Graha Wacana, sebuah tempat pertemuan milik SVD di Ledug, Prigen, menjadi tempat mereka berkumpul pada medio Juli lalu. Tempat berhawa sejuk di wilayah Keuskupan Malang itu menjadi saksi bisu pertemuan nasional lima tahunan Komisi Liturgi seluruh Indonesia tersebut.
Melalui bimbingan para pakar di bidang liturgi, spiritualitas, dan Kitab Suci, peserta mengembalikan porsi devosi dan liturgi seperti semula. Para pakar tersebut adalah Pastor Bernardus Boli Ujan SVD, Pastor Gerardus Majella Bosco da Cunha OCarm, Pastor Agustinus Lie CDD, Pastor Thomas Aquino Deshi Ramadhani SJ, dan Pastor Jacobus Tarigan Pr.

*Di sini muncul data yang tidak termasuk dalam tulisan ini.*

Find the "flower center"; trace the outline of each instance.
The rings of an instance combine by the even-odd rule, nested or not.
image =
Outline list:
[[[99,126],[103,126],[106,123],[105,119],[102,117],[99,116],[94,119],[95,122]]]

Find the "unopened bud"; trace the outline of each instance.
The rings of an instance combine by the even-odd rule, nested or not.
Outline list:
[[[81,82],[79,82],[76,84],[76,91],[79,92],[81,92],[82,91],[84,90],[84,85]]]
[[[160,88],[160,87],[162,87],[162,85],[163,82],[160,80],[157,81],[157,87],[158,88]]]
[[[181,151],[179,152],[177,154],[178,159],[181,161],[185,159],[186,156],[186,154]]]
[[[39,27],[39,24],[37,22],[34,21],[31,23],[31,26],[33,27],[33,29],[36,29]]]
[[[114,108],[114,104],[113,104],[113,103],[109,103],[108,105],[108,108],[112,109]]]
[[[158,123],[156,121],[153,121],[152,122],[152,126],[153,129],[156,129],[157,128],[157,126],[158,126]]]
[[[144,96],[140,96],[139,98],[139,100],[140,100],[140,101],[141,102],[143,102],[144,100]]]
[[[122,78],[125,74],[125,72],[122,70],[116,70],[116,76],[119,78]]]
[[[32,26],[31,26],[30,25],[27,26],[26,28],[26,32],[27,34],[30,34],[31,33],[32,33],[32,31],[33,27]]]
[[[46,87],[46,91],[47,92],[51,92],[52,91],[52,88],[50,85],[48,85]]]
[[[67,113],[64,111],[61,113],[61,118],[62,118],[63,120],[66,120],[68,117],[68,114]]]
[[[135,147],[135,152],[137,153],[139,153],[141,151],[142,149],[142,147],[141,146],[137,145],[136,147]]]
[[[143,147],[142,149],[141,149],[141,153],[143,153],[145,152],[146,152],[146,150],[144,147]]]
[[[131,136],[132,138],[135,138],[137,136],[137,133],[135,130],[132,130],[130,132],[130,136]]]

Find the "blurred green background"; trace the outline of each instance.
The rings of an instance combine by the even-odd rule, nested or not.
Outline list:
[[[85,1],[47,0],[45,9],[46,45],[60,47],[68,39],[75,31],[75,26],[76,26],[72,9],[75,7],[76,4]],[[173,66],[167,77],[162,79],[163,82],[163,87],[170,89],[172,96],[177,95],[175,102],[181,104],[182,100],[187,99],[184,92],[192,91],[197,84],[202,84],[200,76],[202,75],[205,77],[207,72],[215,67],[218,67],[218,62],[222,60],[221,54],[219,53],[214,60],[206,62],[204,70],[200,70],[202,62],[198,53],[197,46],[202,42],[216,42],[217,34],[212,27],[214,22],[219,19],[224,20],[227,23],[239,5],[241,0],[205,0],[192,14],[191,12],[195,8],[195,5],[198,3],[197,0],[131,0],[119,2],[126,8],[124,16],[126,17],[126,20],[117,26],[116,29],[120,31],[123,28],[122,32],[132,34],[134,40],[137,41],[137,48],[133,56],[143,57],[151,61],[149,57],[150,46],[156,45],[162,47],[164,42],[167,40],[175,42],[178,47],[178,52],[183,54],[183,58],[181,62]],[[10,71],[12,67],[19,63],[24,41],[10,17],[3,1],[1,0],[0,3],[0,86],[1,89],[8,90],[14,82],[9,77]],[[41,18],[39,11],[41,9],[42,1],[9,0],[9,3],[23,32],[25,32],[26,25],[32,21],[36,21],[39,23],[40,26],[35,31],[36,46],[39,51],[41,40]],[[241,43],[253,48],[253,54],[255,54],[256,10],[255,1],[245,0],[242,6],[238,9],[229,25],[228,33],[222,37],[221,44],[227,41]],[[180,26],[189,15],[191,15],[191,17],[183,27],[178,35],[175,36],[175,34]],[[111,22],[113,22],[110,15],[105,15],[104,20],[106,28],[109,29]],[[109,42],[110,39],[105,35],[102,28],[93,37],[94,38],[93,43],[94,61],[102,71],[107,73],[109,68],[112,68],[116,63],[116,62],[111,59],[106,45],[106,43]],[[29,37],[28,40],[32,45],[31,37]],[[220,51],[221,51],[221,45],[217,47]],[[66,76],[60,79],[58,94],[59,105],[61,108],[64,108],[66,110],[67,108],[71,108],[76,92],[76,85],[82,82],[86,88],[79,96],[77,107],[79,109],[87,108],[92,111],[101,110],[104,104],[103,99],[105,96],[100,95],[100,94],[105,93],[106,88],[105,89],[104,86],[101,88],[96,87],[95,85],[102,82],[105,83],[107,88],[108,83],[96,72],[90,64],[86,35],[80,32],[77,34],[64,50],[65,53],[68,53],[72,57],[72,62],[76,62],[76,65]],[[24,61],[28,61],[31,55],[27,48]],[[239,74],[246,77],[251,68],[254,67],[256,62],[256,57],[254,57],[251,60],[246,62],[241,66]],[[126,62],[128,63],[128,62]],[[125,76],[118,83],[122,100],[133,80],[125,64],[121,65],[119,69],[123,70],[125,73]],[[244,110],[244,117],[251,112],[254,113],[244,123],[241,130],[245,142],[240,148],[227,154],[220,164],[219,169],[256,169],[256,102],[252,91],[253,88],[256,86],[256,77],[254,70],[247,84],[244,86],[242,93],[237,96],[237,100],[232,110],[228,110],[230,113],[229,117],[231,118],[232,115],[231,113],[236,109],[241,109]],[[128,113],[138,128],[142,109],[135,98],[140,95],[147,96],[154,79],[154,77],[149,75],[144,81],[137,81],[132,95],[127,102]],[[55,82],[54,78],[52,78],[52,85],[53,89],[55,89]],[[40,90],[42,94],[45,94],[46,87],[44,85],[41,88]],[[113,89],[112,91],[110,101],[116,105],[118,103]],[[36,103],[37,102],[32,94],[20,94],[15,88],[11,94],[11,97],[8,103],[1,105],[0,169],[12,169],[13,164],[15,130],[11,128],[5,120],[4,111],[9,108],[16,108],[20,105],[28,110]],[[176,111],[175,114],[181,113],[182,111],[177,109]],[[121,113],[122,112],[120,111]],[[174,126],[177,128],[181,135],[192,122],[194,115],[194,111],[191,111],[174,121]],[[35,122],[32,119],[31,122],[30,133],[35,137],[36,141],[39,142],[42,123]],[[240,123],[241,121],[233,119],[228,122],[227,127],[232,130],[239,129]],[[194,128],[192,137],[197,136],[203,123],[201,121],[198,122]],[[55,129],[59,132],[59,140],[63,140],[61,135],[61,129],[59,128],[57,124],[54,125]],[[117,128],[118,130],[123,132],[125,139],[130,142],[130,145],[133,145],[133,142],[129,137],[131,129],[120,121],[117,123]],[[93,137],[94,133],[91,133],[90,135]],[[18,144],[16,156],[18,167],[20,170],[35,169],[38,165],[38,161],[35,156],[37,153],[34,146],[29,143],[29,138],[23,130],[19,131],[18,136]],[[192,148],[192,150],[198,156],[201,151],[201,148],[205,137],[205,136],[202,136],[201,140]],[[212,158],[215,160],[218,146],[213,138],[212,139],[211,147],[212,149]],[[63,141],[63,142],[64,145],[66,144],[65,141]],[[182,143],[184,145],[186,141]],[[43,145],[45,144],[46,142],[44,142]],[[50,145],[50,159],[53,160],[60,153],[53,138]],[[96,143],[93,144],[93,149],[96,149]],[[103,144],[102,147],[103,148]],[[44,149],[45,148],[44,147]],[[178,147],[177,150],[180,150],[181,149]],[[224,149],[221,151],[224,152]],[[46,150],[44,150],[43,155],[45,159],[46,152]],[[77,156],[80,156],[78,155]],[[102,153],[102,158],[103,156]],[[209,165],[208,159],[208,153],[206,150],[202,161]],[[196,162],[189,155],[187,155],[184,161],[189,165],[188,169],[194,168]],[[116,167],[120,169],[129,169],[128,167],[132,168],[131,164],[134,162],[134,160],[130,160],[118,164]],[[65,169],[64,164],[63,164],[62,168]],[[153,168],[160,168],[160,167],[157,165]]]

Peserta pertama-tama diajak untuk menelaah hasil penelitian yang dilakukan Komisi Liturgi KWI untuk menjajaki sejauh mana devosi berkembang di antara umat di seluruh Tanah Air. Pastor Christophorus Harimanto Suryanugraha OSC, Ketua Institut Liturgi Sang Kristus Indonesia yang menjadi Ketua Panitia Pengarah, membeberkan hasil penelitian. Berpijak pada empat pertanyaan yang diajukan kepada Komisi-Komisi Liturgi dari 37 keuskupan, jawaban yang kembali memperlihatkan betapa devosi yang berkembang pada masyarakat Katolik sudah begitu marak.
Beraneka ragam
Pertanyaan-pertanyaan itu meliputi jenis devosi dan kesalehan umat di masing-masing keuskupan; motivasi yang mendasari praktik devosi dan kesalehan tersebut; hal-hal positif dari kegiatan dan penghayatan devosi; dan permasalahan yang muncul akibat dari devosi dan kesalehan umat tersebut.
Dari 33 keuskupan yang memberikan jawaban, ternyata ditemukan sedikitnya 55 jenis/bentuk dan kelompok umat yang berdevosi kepada pribadi-pribadi kudus seperti Allah Bapa, Yesus, Maria, orang kudus, dan jenis devosi lain. Tampak ada jenis devosi yang unik, seperti Ikatan Tenaga Dalam Murni, Misa Ayam Berkokok, dan Lucernarium.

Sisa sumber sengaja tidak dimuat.